The medical aid agency Doctors Without Borders is calling on international donors and the government of the Democratic Republic of Congo to beef up funding and other resources for HIV/AIDS testing and treatment. The group estimates that some 85 percent of AIDS patients are not getting the treatment they need in that country. A statement from the group warns that up to 15,000 AIDS victims in DRC could die in the next three years because of difficulty getting life-saving drugs.
Dr. Laura Rinchey, who specializes in the treatment of HIV/AIDS, said 90 percent of her patients are virtually at death’s door when they come to her.
“They often have malnutrition, as well as tuberculosis, as well as toxoplasmosis, as well as other bacterial infections or other complications such as meningitis. We are lucky in that we have a lab on site so we can identify many of the illnesses; many we treat by presumption," said Rinchey. "But the problem is that the patients are so sick by that stage that the time it takes for the treatment to work is time that they do not have.”
Dr. Rinchey works in a 29-bed health center in the capital Kinshasa, with more than 3,500 outpatients. She said that most Congolese do not have access to HIV testing facilities, getting tested only when they are very ill.
She said Congolese hospitals do not have an across-the-board policy to test people who are admitted to the hospital. As a result, she explained, it might be several weeks before doctors think of administering HIV tests to their patients.
The medical aid agency Doctors Without Borders this week raised the alarm on what they call a “horrific” situation largely ignored by international donors and the Congolese government.
Doctors Without Borders’ medical coordinator in DRC, Anja De Weggheleire, estimates that one and a quarter million Congolese are living with HIV, most of whom do not know they are carrying the virus. She said 350,000 people are in immediate need of life-saving anti-retroviral [ARV] treatment, but only 44,000 people - or 15 percent - have access to such treatment.

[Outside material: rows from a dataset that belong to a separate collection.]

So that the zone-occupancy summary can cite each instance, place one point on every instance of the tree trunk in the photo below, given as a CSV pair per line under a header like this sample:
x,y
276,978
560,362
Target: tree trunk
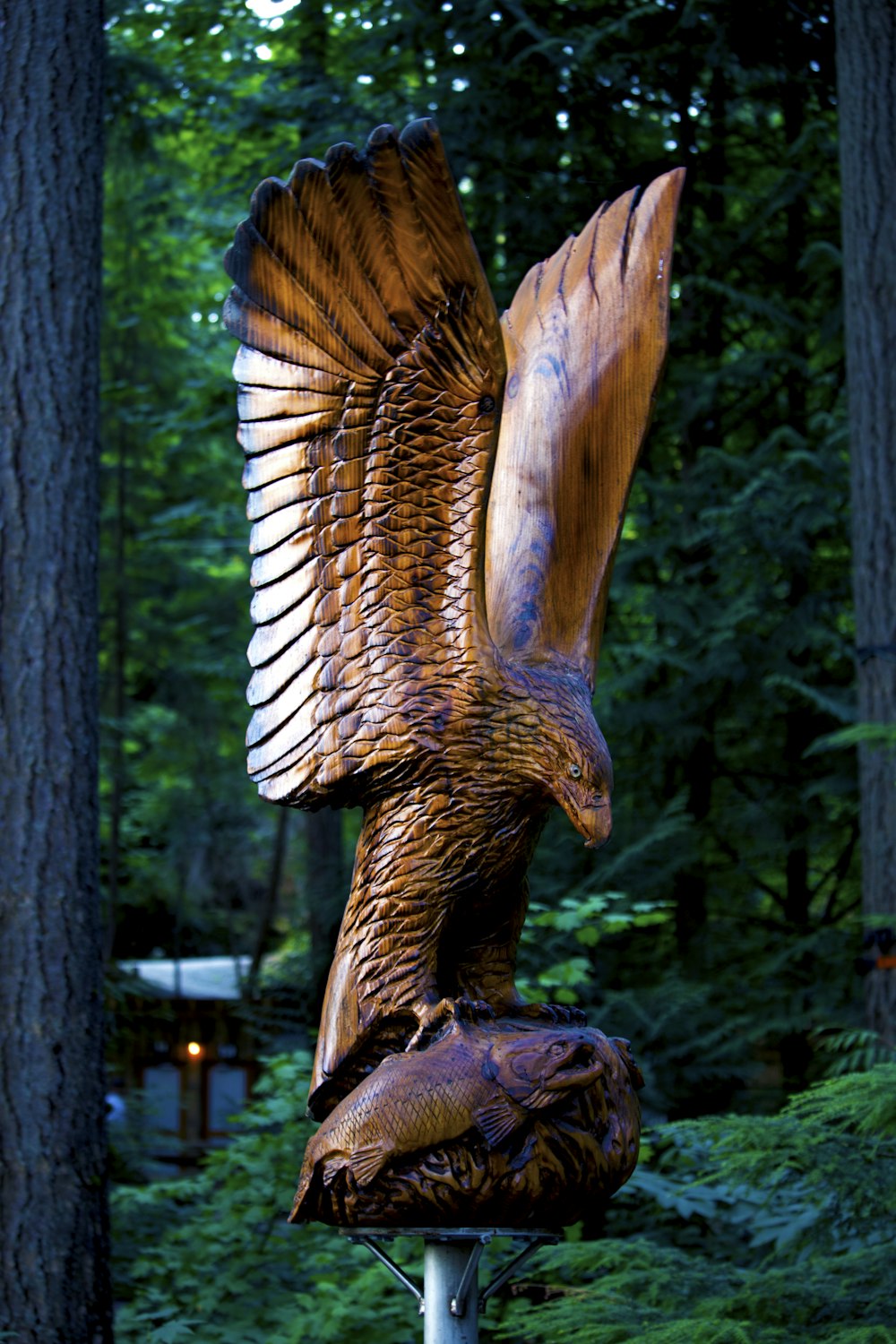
x,y
54,1282
866,91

“I think DRC does not receive the same emergency response to its epidemic as some other countries on this continent,” said De Weggheleire.
De Weggheleire said that in her 10 years’ experience of being an HIV clinician, the situation in DRC is like it was in the early stages of the HIV/AIDS epidemic, long before the availability of ARVs and other treatments.

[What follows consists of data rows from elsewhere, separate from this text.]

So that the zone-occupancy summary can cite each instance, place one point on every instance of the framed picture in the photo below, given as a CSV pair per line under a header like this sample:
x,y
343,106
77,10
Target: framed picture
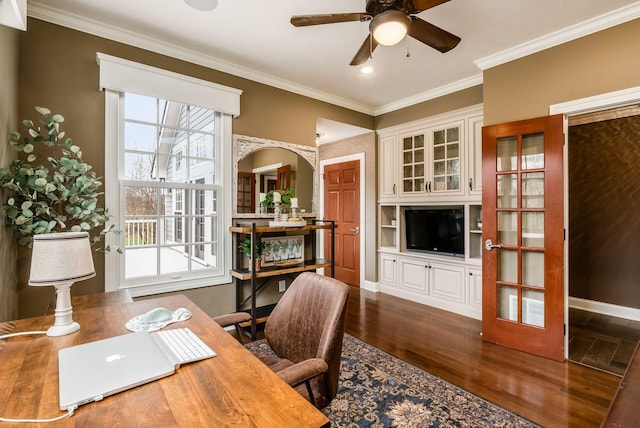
x,y
283,250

“The situation as it is currently, and the state in which we see the patients arriving today, is unacceptable. The suffering that people have to undergo by delaying the treatment is unacceptable, and I hope therefore that donors will come forward very soon with more means to make treatment much [more] quickly available for all those patients,” said De Weggheleire.
In particular, she called on the Global Fund to Fight AIDS, Tuberculosis and Malaria - forced to cancel its next round of grant-giving due to a shortfall of donor money - to reinstate its funding as soon as possible so that more ARVs can be provided for free. Also, she said she thinks the Congolese government needs to put more resources into treatment, covering expenses such as consultations and hospitalization.
According to Doctors Without Borders, the Democratic Republic of Congo has one of the lowest ARV coverage rates in the world. In Africa, only Somalia and Sudan have similar coverage rates. It also has among the lowest rates in western and central Africa of the prevention of mother-to-child transmission of HIV.
Only an estimated one percent of pregnant women living with HIV have access to treatment that would prevent them from passing HIV along to their unborn children. About one-third of babies exposed to HIV in the womb will end up being born with the virus.